Cross Validation Feature Parameters/Aggregate Statistics

If part of our feature transformation requires an aggregated variable across training years, do we need to hold out data from that training year when computing the aggregated statistics? Or can we compute the aggregate statistics once and use them for every iteration of the LOOCV?

Hi @oshbocker,

Including test data in aggregate statistics computed for feature processing is a form of leakage. You should recompute the aggregate statistics per cross-validation iteration where the test year is excluded.

To clarify, wouldn’t the aggregate statistic only be considered data leakage if it contained data within the forecast year that is beyond the issue date? For example, if we computed the average temperature for a location on December 31st across all training years, including the test year, and then used that aggregate statistic for an inference on January 1st, would that be considered data leakage?

Per the problem formulation of this competition, water years are considered units of observation. The full water year for the forecast year should be held out and considered test data. This is documented in the “Time and data use” section of the competition documentation.

Hi @jayqi and @oshbocker,

My apologies, but I’ve gotten a little confused since reading this thread. Let’s take the example of a simple baseline method that always predicts the mean annual flow volume for a given site. Let’s arbitrarily say that it’s Libby Reservoir Inflow, and it’s 100 KAF of streamflow (I’m making that number up for simplicity, it’s quite unrealistic). So are we saying that the mean flow volume (100 in this example) has to be recalculated without the holdout year values, or is it okay to use the values from the holdout year (via their inclusion in the calculation of the overall mean) and not recalculate the mean every time you change the test year?

@mmiron Including the annual flow from the holdout year as part of your mean is using test data in fitting a parameter of your model, and this is a form of leakage. Correctly avoiding leakage means that your fitted model should not use any information from the holdout year. So, the correct way to do cross-validation is to recalculate your mean each cross-validation iteration where the holdout year is excluded from the mean.

Including any data from your test set in fitting the parameters of a feature is leakage. This is a standard understanding in what constitutes leakage in machine learning.

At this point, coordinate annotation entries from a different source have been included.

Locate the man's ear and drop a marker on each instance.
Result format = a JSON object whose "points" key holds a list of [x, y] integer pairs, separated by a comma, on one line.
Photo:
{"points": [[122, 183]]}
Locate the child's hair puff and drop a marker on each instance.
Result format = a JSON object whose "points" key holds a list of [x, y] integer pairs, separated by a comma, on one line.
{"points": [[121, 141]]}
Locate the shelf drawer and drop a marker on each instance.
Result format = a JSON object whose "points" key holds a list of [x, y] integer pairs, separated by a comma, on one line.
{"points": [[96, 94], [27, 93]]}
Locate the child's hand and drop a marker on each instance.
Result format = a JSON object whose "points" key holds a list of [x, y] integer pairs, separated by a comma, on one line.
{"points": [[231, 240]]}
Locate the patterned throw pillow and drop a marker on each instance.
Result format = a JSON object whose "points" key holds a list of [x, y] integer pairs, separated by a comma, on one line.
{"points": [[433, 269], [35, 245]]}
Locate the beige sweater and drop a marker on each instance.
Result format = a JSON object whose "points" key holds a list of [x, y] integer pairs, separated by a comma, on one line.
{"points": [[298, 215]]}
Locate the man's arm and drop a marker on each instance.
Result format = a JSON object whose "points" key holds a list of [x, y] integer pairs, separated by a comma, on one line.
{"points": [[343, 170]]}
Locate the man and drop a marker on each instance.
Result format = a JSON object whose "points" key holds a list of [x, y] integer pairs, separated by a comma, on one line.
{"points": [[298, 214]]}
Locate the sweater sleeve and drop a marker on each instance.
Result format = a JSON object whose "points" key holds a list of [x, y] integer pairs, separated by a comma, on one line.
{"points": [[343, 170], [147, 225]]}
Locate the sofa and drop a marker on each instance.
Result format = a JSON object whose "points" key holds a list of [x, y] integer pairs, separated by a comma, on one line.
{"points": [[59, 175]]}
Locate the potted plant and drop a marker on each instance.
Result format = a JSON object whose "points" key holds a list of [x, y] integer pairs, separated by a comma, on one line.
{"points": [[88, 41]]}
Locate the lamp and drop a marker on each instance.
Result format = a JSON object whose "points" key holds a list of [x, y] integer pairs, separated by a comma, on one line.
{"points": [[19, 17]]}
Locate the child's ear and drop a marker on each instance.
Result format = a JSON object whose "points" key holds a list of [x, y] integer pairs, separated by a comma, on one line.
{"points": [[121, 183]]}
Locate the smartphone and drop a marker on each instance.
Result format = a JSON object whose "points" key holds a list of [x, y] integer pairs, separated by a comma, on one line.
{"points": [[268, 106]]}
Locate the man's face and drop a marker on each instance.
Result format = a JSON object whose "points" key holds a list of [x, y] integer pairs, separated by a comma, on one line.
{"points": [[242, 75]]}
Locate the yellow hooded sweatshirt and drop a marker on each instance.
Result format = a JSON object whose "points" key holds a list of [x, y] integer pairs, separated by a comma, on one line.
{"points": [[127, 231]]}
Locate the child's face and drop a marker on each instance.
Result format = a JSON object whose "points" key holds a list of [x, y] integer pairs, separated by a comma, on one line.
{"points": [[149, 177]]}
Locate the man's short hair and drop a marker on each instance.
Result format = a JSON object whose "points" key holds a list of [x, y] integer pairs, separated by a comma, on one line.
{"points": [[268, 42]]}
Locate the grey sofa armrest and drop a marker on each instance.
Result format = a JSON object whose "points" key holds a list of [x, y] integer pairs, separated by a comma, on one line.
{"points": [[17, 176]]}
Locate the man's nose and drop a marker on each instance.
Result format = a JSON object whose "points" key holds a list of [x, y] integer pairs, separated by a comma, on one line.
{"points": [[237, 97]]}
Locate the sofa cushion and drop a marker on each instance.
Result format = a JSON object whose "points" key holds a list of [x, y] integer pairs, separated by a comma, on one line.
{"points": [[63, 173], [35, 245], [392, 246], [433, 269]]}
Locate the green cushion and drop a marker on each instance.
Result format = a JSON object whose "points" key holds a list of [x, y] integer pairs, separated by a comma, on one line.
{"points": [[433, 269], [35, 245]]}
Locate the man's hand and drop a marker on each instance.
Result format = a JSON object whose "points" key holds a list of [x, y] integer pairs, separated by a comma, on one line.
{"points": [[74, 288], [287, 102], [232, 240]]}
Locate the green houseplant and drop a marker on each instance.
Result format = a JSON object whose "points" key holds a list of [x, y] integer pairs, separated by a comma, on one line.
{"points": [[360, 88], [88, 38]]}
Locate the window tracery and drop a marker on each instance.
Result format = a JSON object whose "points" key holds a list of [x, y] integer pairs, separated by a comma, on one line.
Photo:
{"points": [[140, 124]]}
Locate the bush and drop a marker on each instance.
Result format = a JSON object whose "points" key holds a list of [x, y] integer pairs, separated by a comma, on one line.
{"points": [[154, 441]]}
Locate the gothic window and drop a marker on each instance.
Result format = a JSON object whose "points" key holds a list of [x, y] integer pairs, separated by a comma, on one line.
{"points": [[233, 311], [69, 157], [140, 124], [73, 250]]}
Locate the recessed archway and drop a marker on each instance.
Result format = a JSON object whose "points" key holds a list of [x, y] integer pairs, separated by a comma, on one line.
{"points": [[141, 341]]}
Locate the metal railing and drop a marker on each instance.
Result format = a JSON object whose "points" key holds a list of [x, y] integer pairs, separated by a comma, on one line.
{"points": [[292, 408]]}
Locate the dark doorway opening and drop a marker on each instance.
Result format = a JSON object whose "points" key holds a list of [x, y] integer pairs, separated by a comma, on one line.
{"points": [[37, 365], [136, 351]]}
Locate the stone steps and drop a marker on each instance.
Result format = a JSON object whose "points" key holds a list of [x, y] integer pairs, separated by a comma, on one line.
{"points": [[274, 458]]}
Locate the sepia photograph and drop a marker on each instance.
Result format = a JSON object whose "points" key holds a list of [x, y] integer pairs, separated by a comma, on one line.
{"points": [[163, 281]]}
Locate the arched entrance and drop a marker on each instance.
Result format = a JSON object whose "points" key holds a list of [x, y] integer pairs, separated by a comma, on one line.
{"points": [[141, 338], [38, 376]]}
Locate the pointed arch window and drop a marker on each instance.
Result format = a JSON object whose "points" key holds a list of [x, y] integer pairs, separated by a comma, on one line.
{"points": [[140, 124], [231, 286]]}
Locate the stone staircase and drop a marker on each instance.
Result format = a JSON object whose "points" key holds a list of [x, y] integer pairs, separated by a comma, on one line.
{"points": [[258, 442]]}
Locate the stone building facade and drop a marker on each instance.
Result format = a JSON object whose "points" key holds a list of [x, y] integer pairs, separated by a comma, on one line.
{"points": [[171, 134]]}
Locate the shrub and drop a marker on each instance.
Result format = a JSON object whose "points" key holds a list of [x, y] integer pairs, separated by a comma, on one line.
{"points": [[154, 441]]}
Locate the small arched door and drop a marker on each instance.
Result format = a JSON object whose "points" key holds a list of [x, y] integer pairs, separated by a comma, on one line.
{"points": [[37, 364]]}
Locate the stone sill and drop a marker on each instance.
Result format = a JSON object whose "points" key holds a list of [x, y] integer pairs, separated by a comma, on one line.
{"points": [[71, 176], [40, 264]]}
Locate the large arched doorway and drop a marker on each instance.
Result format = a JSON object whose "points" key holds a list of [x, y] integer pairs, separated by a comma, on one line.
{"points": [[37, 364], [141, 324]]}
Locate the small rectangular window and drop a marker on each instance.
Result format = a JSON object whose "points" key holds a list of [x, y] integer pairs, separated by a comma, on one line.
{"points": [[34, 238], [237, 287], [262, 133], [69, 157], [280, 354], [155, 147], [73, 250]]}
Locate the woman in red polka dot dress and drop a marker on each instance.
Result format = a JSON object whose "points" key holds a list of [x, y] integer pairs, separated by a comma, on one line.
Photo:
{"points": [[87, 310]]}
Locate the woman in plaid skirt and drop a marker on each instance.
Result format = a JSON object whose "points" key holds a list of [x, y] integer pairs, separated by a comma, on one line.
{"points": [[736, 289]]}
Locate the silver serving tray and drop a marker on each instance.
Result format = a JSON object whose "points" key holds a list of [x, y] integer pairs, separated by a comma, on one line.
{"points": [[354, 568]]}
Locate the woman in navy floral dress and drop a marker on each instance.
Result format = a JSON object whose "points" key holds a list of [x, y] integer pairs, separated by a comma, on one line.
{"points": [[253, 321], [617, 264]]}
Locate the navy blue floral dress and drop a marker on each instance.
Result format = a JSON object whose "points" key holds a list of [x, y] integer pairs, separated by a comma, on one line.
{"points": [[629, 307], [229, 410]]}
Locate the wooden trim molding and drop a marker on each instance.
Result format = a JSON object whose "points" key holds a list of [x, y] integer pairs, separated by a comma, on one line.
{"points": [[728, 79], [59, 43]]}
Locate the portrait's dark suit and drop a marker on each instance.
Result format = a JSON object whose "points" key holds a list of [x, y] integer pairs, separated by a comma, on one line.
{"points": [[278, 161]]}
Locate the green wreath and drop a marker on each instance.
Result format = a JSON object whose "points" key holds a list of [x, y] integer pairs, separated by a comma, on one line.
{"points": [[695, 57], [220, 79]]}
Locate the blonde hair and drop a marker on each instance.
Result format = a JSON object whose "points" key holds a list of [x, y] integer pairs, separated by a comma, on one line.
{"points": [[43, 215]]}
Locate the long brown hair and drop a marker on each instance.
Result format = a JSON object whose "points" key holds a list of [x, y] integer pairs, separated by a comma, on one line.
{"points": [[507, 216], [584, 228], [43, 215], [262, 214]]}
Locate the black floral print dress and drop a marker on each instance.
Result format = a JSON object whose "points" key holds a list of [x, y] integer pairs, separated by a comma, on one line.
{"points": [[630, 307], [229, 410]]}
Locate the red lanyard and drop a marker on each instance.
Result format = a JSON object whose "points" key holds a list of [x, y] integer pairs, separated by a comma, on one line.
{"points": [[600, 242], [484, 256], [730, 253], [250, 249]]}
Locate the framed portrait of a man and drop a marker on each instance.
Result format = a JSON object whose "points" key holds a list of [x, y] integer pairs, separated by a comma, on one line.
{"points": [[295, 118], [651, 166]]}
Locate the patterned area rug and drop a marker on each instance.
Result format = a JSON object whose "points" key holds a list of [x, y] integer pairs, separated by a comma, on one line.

For example, from the scikit-learn docs on cross-validation:

Just as it is important to test a predictor on data held-out from training, preprocessing (such as standardization, feature selection, etc.) and similar data transformations similarly should be learnt from a training set and applied to held-out data for prediction:

From the scikit-learn docs on “Data leakage”:

A common cause is not keeping the test and train data subsets separate. Test data should never be used to make choices about the model. The general rule is to never call fit on the test data. While this may sound obvious, this is easy to miss in some cases, for example when applying certain pre-processing steps.

Although both train and test data subsets should receive the same preprocessing transformation (as described in the previous section), it is important that these transformations are only learnt from the training data. For example, if you have a normalization step where you divide by the average value, the average should be the average of the train subset, not the average of all the data. If the test subset is included in the average calculation, information from the test subset is influencing the model.

From the Wikipedia article on leakage:

Premature featurization; leaking from premature featurization before Cross-validation/Train/Test split (must fit MinMax/ngrams/etc on only the train split, then transform the test set)

A StackExchange answer to “Featurization before or after dataset splitting” (additional discussion about why in link):

we have to do “feature extraction” from our training data only.

Another StackExchange answer to “Data normalization before or after train-test split?”

Normalization across instances should be done after splitting the data between training and test set, using only the data from the training set.

This is because the test set plays the role of fresh unseen data, so it’s not supposed to be accessible at the training stage. Using any information coming from the test set before or during training is a potential bias in the evaluation of the performance.

I probably wouldn’t have asked if I had given myself another hour to consider it, but it was a genuine question – though as it turns out (after double checking), it’s irrelevant in my case. Thank you for your thorough and concrete response, as always.

1 Like